Треск. Мокрый, влажный. Шёпот металла, переходящий в вопль.
— Что там у тебя? — второй голос, мужской, с хрипотцой. — Не гудит?
— Работает. Всё отлично, закончили уже.
Тишина на секунду — будто мир затаил дыхание.
Объект 01 открыл глаза в последнее мгновение.
И успел увидеть.
Громадина над его лицом — блестящая, лоснящаяся стальным жиром манипула со следами чужих ладоней — дёрнулась.
Застыла.
Намертво.
«Пять. Если упадет — будет пять. Виктор говорил: пять — это терпимо».
А потом —
ЩЕЛК.
И она —
ПОЕХАЛА.
Не туда. Не в сторону, как минуту назад. Не вверх, подальше от лица.
Прямо.
На него.
---
Ад обрушился не звуком. Звук пришёл потом.
Сначала было ощущение.
Невыносимое давление — на глаз, на висок, на половину лица. Мир схлопнулся в одну точку, сжался до размеров зрачка, в который вонзалась сталь.
И взорвался.
Хруст отдался не в ушах — во всём черепе. В каждой косточке. В зубах. В позвоночнике. Сухой, костяной, страшно знакомый — так хрустят ветки под ногами. Только ветки были внутри него.
— Твою мать! — женский голос, секунду назад усталый и безразличный, взвизгнул, разрезая гул аппаратуры. — Отключай! Отключай быстро!
— Не могу! Заклинило!
Белый свет вспышкой. А следом — алый, горячий, заливающий всё.
Это был свет ломающейся кости. Огонь, прожигающий мозг изнутри.
— Кх... кха... — кровавый кашель вырвался сам — попытка закричать, позвать, позвать того, единственного, чей голос стоил того, чтобы терпеть.
Металл отреагировал мгновенно. От проводов его уже ничего не держало — они оторвались с шипением, брызнув искрами, и тяжёлая манипула, освободившись, вошла глубже. В кость. В глазницу. В то место, где только что был глаз.
Тело выгнулось само. Будто пыталось скинуть с себя врага. Ноги с треском согнулись в коленях — ремни затрещали, но выдержали. Грудная клетка дёрнулась, мечтая сбежать, выпрыгнуть из этой оболочки, которая вдруг стала ловушкой.

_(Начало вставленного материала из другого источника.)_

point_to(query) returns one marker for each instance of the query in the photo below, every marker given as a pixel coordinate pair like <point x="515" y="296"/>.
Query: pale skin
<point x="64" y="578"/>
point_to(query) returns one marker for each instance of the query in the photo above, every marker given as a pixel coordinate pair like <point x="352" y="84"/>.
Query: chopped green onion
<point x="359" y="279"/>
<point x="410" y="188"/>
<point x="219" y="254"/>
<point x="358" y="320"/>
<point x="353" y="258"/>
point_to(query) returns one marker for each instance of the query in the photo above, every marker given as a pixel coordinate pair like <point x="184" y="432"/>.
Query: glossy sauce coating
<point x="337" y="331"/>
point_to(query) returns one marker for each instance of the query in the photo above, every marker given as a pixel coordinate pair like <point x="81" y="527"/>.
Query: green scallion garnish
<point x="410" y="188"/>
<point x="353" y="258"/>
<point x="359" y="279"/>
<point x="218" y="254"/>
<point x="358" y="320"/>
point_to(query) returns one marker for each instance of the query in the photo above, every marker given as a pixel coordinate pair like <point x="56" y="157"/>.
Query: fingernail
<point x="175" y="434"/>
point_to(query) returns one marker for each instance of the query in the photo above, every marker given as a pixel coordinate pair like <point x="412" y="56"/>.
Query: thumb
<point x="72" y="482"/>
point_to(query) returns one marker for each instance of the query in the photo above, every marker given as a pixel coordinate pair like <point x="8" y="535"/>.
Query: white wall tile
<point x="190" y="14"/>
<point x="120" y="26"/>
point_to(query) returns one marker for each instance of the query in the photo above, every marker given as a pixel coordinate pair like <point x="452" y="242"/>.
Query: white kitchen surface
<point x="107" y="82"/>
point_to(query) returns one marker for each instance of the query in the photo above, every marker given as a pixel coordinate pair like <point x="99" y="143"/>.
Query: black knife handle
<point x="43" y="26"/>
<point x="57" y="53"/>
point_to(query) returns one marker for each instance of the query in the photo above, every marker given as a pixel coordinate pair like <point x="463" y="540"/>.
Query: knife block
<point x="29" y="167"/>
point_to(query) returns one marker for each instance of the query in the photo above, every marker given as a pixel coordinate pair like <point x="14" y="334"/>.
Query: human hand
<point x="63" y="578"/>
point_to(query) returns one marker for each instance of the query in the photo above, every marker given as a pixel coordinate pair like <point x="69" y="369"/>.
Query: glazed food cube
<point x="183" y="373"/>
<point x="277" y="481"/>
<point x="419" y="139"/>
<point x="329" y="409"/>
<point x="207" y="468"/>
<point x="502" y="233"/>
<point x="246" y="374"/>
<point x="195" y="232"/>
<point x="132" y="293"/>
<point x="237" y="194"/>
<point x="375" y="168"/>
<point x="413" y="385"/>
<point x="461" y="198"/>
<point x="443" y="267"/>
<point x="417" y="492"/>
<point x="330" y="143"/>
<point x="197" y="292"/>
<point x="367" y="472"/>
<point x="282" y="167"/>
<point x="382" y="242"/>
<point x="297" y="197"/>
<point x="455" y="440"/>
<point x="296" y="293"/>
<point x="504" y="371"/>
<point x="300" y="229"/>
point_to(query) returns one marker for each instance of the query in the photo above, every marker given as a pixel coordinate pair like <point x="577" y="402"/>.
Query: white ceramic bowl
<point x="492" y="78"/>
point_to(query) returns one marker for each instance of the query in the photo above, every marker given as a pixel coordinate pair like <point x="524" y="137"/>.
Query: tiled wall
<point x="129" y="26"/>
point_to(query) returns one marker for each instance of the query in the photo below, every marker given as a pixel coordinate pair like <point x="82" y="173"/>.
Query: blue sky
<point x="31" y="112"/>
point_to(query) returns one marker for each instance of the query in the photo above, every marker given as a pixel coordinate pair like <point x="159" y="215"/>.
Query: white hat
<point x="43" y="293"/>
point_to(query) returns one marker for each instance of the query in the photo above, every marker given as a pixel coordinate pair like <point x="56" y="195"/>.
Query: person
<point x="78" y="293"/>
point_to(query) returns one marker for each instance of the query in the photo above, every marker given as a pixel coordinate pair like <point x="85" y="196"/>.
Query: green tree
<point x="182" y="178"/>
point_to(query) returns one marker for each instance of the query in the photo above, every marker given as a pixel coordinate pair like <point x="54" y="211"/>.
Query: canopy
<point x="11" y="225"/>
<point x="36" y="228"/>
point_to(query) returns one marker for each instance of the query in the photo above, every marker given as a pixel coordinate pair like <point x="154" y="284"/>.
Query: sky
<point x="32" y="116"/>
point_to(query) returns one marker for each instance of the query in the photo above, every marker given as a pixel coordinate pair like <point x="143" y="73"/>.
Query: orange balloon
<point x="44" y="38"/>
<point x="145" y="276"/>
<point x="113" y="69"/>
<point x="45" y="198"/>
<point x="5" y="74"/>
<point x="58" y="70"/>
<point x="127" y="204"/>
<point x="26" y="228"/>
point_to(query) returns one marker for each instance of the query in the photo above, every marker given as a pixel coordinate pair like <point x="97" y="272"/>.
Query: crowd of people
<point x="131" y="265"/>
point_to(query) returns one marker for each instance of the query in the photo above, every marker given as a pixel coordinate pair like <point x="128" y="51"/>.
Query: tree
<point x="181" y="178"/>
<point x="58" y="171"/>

Рывок — сухой, чёткий. Конечности вывернулись в ремнях. Палец хрустнул, выходя из сустава. Болезненно дрожа, рука потянулась к очагу жара — туда, где металл встречался с мясом.
Он даже не почувствовал этой новой боли. На фоне того, что творилось с лицом, сломанный палец был пылью. Мелочью. Тем, что бывает всегда.
— Да выдерни ты её! — женский голос сорвался на визг. Где-то там, за белым шумом, за алым маревом.
— Куда я выдерну, она в кости! — мужской, злой, испуганный. — Заклинило в скуле!
Острый холод пронзил глазное яблоко — и оно перестало быть глазом. Превратилось в кашу, в месиво, в ничто, вытекающее по щеке. Холод пошёл глубже. В кость. В плоть. В то место, где живут мысли и сны.
Раздробил скулу — сухо, деловито, будто орех кололи.
Именно это нащупала рука, поднявшаяся к лицу. Пальцы провалились в дыру, где только что была щека, и наткнулись на мокрое, острое, чужое.
Металл.
Что-то тяжелое, искореженное, чужое повисло на лице. Рука машины, которая больше не слушалась команд. Она вошла в него — и осталась. Отвратительный, чужеродный нарост, приросший к живой плоти.
Осталось лишь прикрыть второй глаз дрожащей рукой. В попытке спрятать, сохранить, уберечь.
— Сто... сто... Виктор... хватит!
Голос наконец-то пробился — сиплый, захлёбывающийся писк. Не крик даже — жалкий всхлип существа, которое не знало, как звать на помощь. Которое всю жизнь только терпело и молчало.
— Объект в конвульсиях! — новый голос, издалека, будто из другого мира, из-за толстого стекла. — Показатели валятся!
— Держите его! Держите, мать вашу!
«Виктор. Где Виктор. Виктор пришёл же...»
— Да куда он денется, сдохнет скоро, не трожь!
— Не могу, он мучается — ремни заело, он их вывернул!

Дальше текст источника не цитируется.